Its overall measure of economic sentiment rose to 99.8, its highest since September 2001 when the devastating attacks on United States cities sent tremors through the euro-zone economy. That compared with April's 99.4 and beat expectations of a 99.7 reading as consumer confidence unexpectedly rose along with business confidence.

The figures will back up the upbeat picture European finance ministers meeting in Luxembourg have been painting of the euro- zone economy's current and future health.

"We have seen several indications that the manufacturing sector is on the way to recovery but so far had little signs of a pick-up in domestic demand," said Mr Teis Knuthsen, chief strategist at SEB Merchant in Stockholm. "The improvement in consumer confidence is therefore a welcome sign if we are to believe in the recovery story."

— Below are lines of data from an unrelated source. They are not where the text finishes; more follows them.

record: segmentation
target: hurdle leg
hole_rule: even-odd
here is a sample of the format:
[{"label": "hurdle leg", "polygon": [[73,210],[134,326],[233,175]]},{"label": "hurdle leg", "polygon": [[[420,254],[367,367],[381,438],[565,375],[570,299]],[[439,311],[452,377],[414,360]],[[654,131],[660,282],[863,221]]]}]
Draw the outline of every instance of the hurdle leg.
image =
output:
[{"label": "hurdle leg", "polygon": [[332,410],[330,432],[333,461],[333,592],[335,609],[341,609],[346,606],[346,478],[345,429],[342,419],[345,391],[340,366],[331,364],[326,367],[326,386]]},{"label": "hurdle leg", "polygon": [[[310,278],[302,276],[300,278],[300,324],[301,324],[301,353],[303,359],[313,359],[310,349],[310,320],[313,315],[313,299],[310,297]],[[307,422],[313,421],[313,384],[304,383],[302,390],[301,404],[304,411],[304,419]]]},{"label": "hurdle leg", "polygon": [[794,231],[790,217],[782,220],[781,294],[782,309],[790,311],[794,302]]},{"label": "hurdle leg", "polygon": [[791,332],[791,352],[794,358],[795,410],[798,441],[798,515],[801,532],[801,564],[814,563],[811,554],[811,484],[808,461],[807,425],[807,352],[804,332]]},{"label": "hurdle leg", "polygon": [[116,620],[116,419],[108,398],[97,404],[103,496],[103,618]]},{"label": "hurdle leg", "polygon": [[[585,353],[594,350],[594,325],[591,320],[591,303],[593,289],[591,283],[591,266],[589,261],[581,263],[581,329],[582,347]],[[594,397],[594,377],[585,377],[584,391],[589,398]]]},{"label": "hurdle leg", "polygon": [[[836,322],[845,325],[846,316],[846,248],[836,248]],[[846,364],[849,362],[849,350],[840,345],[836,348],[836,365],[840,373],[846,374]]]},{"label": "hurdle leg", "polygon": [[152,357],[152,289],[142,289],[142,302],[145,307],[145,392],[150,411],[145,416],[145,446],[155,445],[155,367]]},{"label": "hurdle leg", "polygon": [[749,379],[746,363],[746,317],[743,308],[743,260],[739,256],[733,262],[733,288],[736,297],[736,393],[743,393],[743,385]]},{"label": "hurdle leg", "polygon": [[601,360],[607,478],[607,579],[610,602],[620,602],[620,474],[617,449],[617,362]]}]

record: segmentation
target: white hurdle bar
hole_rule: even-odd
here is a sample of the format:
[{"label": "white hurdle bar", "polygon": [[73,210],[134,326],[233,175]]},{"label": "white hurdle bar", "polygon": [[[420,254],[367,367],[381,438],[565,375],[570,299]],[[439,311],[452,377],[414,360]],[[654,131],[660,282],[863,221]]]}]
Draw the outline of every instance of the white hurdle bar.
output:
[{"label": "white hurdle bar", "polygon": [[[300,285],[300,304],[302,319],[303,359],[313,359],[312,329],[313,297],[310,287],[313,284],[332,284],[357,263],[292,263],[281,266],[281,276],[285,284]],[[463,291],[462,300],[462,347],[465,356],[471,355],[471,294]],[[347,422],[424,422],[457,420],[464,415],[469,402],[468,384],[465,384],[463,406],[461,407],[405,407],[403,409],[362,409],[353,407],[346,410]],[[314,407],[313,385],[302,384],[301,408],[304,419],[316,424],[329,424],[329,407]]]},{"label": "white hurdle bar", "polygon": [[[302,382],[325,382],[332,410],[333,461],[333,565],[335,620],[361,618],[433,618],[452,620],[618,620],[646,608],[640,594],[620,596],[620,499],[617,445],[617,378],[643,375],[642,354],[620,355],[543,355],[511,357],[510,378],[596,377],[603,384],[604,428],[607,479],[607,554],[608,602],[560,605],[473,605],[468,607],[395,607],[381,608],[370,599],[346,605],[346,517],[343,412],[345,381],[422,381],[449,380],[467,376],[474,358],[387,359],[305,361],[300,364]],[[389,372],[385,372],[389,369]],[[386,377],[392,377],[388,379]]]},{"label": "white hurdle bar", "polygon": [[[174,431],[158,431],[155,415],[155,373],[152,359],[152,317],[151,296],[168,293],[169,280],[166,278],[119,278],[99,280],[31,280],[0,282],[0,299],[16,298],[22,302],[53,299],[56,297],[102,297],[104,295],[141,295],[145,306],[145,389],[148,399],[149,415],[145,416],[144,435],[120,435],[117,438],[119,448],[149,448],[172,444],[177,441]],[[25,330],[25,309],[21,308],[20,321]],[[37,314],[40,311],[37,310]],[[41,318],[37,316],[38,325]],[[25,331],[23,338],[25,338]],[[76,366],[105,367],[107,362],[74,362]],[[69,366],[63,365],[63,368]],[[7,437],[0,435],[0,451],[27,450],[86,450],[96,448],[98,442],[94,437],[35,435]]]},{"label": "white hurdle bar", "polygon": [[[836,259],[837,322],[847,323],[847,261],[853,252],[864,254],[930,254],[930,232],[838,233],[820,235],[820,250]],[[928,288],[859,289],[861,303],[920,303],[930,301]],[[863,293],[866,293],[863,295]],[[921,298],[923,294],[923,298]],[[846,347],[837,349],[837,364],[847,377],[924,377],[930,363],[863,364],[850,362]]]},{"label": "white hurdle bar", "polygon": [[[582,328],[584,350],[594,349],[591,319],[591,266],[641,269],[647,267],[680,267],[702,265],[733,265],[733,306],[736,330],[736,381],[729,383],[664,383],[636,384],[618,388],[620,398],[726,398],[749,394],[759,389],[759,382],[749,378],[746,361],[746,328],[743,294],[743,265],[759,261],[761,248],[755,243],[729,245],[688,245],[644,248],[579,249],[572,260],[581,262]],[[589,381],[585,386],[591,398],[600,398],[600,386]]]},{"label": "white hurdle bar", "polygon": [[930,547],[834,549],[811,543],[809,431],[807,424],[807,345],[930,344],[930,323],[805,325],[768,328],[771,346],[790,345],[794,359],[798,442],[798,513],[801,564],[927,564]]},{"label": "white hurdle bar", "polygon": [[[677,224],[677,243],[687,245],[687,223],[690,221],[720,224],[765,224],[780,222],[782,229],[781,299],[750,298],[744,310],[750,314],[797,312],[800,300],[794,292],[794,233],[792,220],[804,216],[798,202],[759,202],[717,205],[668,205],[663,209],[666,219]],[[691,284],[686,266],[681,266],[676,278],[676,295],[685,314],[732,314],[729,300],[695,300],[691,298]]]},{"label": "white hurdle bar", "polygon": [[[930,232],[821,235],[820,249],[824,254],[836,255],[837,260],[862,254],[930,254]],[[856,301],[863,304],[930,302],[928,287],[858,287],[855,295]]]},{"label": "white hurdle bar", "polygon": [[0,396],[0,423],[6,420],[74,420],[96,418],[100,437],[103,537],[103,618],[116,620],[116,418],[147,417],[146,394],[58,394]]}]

A breakdown showed the business sentiment index rose to -9 from -11 in April while the one measuring consumer confidence rose to -8 from -10. Economists had, on average, expected readings of -9.1 and -10.1 respectively.

"The favourable evolution of the indicator ... is attributable to the positive assessment of the economic situation over the next 12 months," the Commission said, referring to the consumer confidence component.

The data chimed with a pick-up in consumer morale reported by France, with consumer confidence in the bloc's second-largest economy rising to its strongest this year in May as it posted a strong rebound from April's four-year low.

"This improvement confirms that France is recovering," said Mr Olivier Eluere, economist at Crédit Lyonnais.

The rebound in euro-zone consumer confidence caught analysts off guard as they had expected continuing concern about job prospects and inflation to crimp household sentiment.

Still, there are signs that job cuts announced during the worst of the euro-zone economic downturn may finally be feeding through to the official jobless figures. The euro-zone jobless rate unexpectedly registered its first increase since January, climbing to 8.3 per cent in April from 8.2 per cent the previous month.

However, changes in the way Spain defines unemployment led to sharp revisions to March data, which had previously been reported as 8.4 per cent, and to past jobless figures. This helped take some of the sting out of that rise.

Economists, who had not been expecting the revision, had expected the jobless rate to stay unchanged.

Unemployment was lowest in Luxembourg at 2.2 per cent, while Spain remained at the bottom of the list with a jobless rate of 11.3 per cent, Eurostat said.

Over the past year, unemployment has risen in Ireland from 3.7 to 4.4 per cent, in Austria from 3.4 to 4.0 per cent, in Luxembourg from 2.0 to 2.2 per cent and in Portugal from 4.0 to 4.4 per cent.

In Denmark, it fell from 4.4 to 4.1 per cent.

While the robustness of euro-zone consumer confidence surprised analysts, they had anticipated an improvement in the industrial confidence measure given rises in business confidence reported recently in Germany, France, Italy and Belgium. Confidence rose the most in Belgium, Greece, Italy and Spain (0.4 points), while Portugal showed the biggest drop with 0.8 points. Denmark, which does not belong to the euro zone, posted a fall of 0.6 points.

The Ifo index of business sentiment in Germany, Europe's largest economy, rebounded more strongly than expected in May, with the improvement in the expectations index which reflects views of business six months ahead particularly strong.

The upbeat picture was reinforced by another report released yesterday showing the euro-zone business climate had improved more than expected.

The figure, which the Commission releases separately from the euro-zone business sentiment index, rose by more than expected to -0.24 in May, its highest since June 2001.

That compared with April's -0.64 reading and the -0.5 expected by economists. The Commission said the increase was mainly driven by improving order books, including for exports.